FE simulation of vehicle leaf spring behavior under driving manoeuvres

The purpose of this paper is to develop a FE based modeling procedure for describing the mechanical behavior of high‐performance leaf springs made of high‐strength steels under damaging driving manoeuvres.

The type and number of finite elements over the thickness of leaves, as well as the definition of contact, friction and clamping conditions, have been investigated to describe the mechanical behavior in an accurate and time‐effective manner. The proposed modeling procedure is applied on a multi‐leaf spring providing complex geometry and kinematics during operation. The calculation accuracy is verified based on experimental stress results.

A FE based modeling procedure is developed to describe the kinematics and mechanical behavior of high‐performance leaf springs subjected till up to extreme driving loads. Comparison of numerically determined stress distributions with corresponding experimental results for a serial front axle multi‐leaf spring providing complex geometry and subjected to vertical and braking loads confirms high calculation accuracy.

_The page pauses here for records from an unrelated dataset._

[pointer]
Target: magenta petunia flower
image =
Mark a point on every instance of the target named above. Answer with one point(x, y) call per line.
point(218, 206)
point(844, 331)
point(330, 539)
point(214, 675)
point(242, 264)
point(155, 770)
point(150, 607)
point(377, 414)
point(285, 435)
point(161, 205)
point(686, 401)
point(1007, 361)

The proposed FE based model is restricted to linear elastic material behavior, which is, however, reasonable for the high‐strength steels used for leaf spring applications.

The proposed FE procedure can be applied for the design and optimization of automotive leaf springs, especially for trucks.

The proposed procedure is simple and can be applied in a very early design stage. It is able to describe accurately the leaf behavior, especially the stiffness and stress response under the most significant driving events. It goes far beyond today's practice for leaf spring design, which is based on analytical methods not covering complex axle and steering kinematics, large deformations and non‐linearities.